June 14, 2000
New Consumer Web Site Provides Vital Information
About Psychiatric Drugs
Site Contains Objective Information About the Risks and Benefits of
Drugs Used to Treat Serious Psychiatric Illnesses
WASHINGTON, D.C. — Patients with serious mental illnesses, as well as their friends and families, now have a new, comprehensive source of information just a mouse-click away about the drugs used to treat those illnesses.
The “eLetter on Drugs for Severe Psychiatric Illnesses,”? is a new Web site designed to inform mental health patients about the risks and benefits of the drugs used to treat people with serious mental illnesses.
The site offers the latest, most up-to-date news about these drugs. For instance, it features an article about clozapine (Clozaril), a drug available in the U.S. since 1989 that is used to treat schizophrenia and that Australian doctors recently linked to heart inflammation and other heart disease. These adverse reactions are not listed in the drug’s package insert and did not make news in the U.S. The site details the symptoms associated with heart inflammation and the findings of the Australian doctors.

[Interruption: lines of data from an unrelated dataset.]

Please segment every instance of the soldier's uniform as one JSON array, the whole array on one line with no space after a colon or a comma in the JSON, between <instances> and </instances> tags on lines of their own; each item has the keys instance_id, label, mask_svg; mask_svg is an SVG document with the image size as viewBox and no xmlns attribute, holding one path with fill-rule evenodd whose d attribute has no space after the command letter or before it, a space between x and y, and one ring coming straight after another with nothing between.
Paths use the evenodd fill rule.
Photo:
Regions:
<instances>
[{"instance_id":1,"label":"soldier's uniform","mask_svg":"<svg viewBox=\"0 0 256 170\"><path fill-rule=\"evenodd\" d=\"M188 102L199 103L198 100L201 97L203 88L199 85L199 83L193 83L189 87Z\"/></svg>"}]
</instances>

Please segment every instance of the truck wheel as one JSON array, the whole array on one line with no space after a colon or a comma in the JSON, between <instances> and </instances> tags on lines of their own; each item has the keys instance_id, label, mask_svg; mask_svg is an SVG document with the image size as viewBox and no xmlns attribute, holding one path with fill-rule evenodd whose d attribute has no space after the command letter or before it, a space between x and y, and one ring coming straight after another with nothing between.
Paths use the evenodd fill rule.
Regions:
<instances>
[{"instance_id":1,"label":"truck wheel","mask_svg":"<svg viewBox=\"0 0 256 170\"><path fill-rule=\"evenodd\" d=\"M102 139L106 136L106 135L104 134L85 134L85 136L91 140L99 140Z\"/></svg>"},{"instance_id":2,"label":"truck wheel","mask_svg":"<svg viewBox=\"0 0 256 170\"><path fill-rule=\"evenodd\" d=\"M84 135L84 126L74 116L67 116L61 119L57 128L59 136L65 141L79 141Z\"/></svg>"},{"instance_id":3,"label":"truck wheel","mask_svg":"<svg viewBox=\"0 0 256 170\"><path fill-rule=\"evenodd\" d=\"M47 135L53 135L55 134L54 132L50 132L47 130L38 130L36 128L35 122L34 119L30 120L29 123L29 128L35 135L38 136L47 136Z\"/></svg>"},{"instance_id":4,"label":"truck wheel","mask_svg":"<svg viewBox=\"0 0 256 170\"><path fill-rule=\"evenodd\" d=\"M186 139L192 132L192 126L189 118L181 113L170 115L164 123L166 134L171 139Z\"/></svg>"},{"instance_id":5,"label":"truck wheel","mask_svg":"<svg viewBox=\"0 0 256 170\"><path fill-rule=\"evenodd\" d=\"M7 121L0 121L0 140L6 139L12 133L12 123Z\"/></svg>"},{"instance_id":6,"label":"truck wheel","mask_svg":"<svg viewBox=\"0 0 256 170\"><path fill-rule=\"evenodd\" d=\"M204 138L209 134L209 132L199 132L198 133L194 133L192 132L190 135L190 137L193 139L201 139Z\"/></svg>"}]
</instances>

Another feature, just posted on the site, concerns the increased risk of pregnancy for women switching from older antipsychotic drugs to clozapine (Clozaril), olanzapine (Zyprexa) or quetiapine (Seroquel). Whereas the older drugs suppressed fertility and made it unlikely that women could become pregnant, that is not the case for these three newer drugs. Yet the FDA-approved labeling for the drugs fails to mention the need for women of child-bearing age to start using contraceptives if they do not wish to become pregnant. It is therefore likely that tens of thousands or more women and their families and friends are unaware of their increased risk of pregnancy when they switched to these drugs.
“Usually, information about these kinds of drugs is filtered through the drug industry before it gets to consumers,” said Dr. Sidney M. Wolfe, director of Public Citizen’s Health Research Group. “We aim to provide an objective source of information about the risks and benefits of these drugs.”
The site is a joint project of Public Citizen’s Health Research Group and the Treatment Advocacy Center, a nonprofit organization dedicated to eliminating the legal and practical barriers to the treatment of seriously mentally ill Americans who are not receiving appropriate medical care. Unlike many organizations that create informational Web sites about drugs and health, neither Public Citizen nor the Treatment Advocacy Center accepts money from the pharmaceutical industry.
The total number of individuals in the U.S. with severe depression is generally thought to be about five million, with an additional 3.5 million people who have either schizophrenia or manic-depressive (bipolar) illness. Thus, the total number of people who may use and possibly benefit from drugs for severe psychiatric illnesses is eight to nine million at any given time.
“It has become increasingly difficult for patients, their families and psychiatric practitioners to get accurate information on these medications,” said E. Fuller Torrey, president of the board of the Treatment Advocacy Center.?”Many important adverse effects are not being reported.?This Web site will provide such information without drug company influence.”
The eLetter covers antipsychotic, antidepressant and mood stabilizer medications used to treat schizophrenia, manic-depressive illness, severe depression and other disorders. Although basic information on serious mental illness is included, the principal focus is to provide new information about the risks of older drugs and to inform readers about new drugs as they come onto the market.
The eLetter also contains:
* Detailed information about depression, including its definition, symptoms, the risks of antidepressant drugs and a list of drugs that can cause depression;
* An index of more than 50 drugs used to treat mental disorders, with information about what conditions they are designed to treat, their adverse effects, how to use the drugs and a list of other drugs that may create dangerous interactions;
* Information about how to report adverse drug reactions;
* Ten rules for safer drug use — for example, when seeing a new doctor, bring a bag filled with all the prescription drugs you are taking, and start with a lower dose of a new drug, particularly if you are elderly;
* An A-to-Z glossary of terms, ranging from bipolar disorder and mania to me-too drugs (those that offer no significant benefit over drugs already on the market).
In addition, the site’s main page features the latest information about safety warnings and newly discovered interactions and adverse reactions.
Public Citizen’s Health Research Group is the health arm of Public Citizen that promotes research-based, system-wide changes in health care policy and provides advice and oversight concerning drugs, medical devices, doctors, hospitals and occupational health. The Health Research Group petitions and testifies before Congress and federal agencies on such issues as the banning or relabeling of drugs, improved safety standards at work sites and safer medical devices.